The teraphim speak up.

The post from my ToCmate swan_tower reminded me that the new issue of Aberrant Dreams is up, with my story Silent Teraphim right there in it.

I tried to write three or four different disclaimers, but the truth I have to say here is: it's a story. It is a fantasy story. It is not attempting to convert anyone to any kind of theism, any more than Sampo is meant to make you go digging under hills in northern Finland or Dwarf's Blood Mead is to convince you that you ought to cut people to bits for Odin. (People who have read DBM are now snickering up their sleeves at the very thought.)

And it's also actually got a love story. Written by me. With a love story in it. That I wrote.

I am at least as confused as you are, I assure you.
play

Wheee, health

Mistyping of the day (so far): Janet's best friend Angela in The True Tale of Carter Hall does not actually have clear, light brown eyes between chic geometric spectacles. Probably they are behind the spectacles, as both eyes and spectacles do tend to function better that way. Also the chic spectacles look more chic.

Ista and I walked to her vet appointment, which went fine -- she didn't even whimper when Dr. Megan poked her with her vaccines -- and now she is splayed out at the top of the stairs. And I -- o wonder of wonders -- am not splayed at all. Even though I walked her earlier this morning, and worked out before that, and heaven knows what I'll find to get up to later, and I don't even expect that I will spend tomorrow paying for today's energy.

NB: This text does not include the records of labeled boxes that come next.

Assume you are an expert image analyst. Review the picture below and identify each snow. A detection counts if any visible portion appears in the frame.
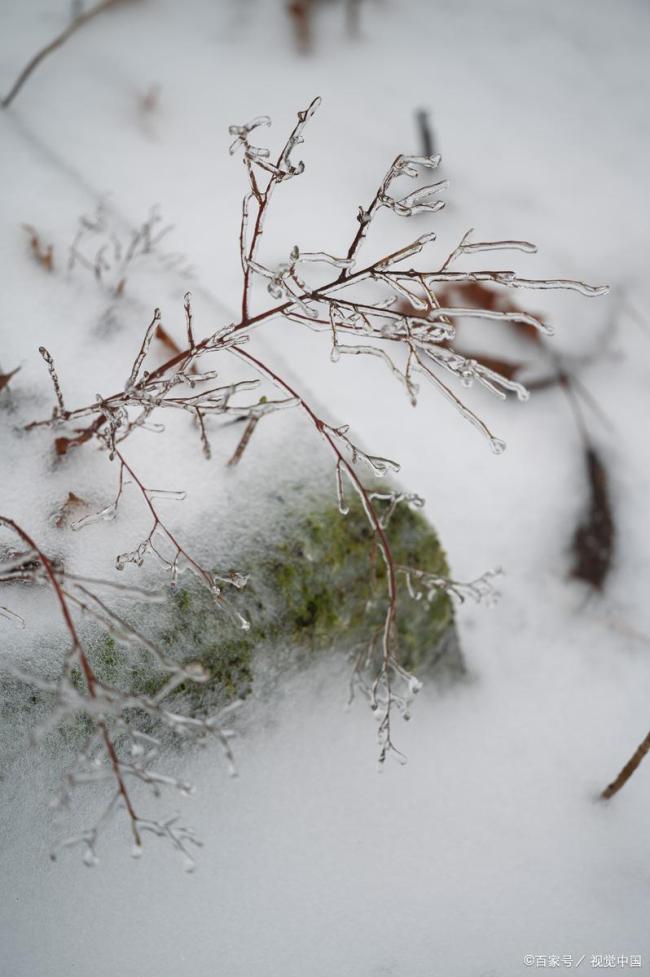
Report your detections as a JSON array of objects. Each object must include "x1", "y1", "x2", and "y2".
[{"x1": 0, "y1": 0, "x2": 650, "y2": 977}]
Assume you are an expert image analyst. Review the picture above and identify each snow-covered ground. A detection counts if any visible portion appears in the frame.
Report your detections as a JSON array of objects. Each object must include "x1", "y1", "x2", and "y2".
[{"x1": 0, "y1": 0, "x2": 650, "y2": 977}]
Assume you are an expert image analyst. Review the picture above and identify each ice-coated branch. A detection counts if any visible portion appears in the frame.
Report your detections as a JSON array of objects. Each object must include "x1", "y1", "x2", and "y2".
[
  {"x1": 0, "y1": 516, "x2": 238, "y2": 871},
  {"x1": 20, "y1": 98, "x2": 607, "y2": 792}
]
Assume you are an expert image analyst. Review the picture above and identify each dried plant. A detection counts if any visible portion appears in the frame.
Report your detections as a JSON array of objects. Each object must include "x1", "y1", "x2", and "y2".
[
  {"x1": 0, "y1": 0, "x2": 134, "y2": 109},
  {"x1": 3, "y1": 99, "x2": 606, "y2": 861}
]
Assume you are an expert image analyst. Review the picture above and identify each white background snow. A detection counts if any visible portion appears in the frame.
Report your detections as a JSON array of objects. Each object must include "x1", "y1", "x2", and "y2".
[{"x1": 0, "y1": 0, "x2": 650, "y2": 977}]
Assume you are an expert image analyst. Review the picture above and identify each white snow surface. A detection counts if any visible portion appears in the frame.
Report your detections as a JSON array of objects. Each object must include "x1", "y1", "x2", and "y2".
[{"x1": 0, "y1": 0, "x2": 650, "y2": 977}]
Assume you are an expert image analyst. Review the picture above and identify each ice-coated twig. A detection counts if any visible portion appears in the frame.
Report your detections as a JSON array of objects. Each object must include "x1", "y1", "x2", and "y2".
[{"x1": 17, "y1": 93, "x2": 606, "y2": 792}]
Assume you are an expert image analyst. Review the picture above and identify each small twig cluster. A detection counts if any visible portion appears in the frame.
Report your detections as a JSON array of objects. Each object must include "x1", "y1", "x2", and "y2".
[{"x1": 4, "y1": 99, "x2": 606, "y2": 858}]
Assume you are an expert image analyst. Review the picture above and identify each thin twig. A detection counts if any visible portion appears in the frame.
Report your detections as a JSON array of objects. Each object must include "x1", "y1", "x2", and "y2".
[
  {"x1": 600, "y1": 733, "x2": 650, "y2": 801},
  {"x1": 0, "y1": 0, "x2": 123, "y2": 109}
]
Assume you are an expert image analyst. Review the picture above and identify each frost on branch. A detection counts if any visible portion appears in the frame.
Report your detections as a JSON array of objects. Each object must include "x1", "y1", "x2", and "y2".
[{"x1": 4, "y1": 98, "x2": 606, "y2": 861}]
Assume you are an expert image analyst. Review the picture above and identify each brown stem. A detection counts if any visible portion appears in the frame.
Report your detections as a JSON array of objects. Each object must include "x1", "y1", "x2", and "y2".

This last month has been filled with me marveling at feeling decent, and this is exactly the sort of thing I mean. I know that some of you in your natural state are not up for two walks and a workout in a day, that it is not a reasonable thing to expect of your bodies. I'm not saying this is some kind of human universal. I'm just saying that up until a little over a year ago, I was an extremely high-energy person, and now I am again, and I am so very grateful for it. We had no guarantee that they would figure out what was wrong with me, much less that it could be fixed. Even in June, I spent half the month crashing to the ground every other time I got up. And now I have the urge to do handstands again. I've had the urge to do handstands off and on throughout my adult life, except for the year I was 27. I think I will go braid my hair as soon as I'm done with this scene so I can find a nice place to do handstands and not kill myself getting tangled in it.

It's so nice to be able to write a little in the afternoon because I am not a zombie, and to have the days when it's not going well due to brain malfunction rather than physical collapse. Whee, health! and so on.

(Also, why does Boiled in Lead make my dog bark? No other band makes my dog bark. It's very strange.)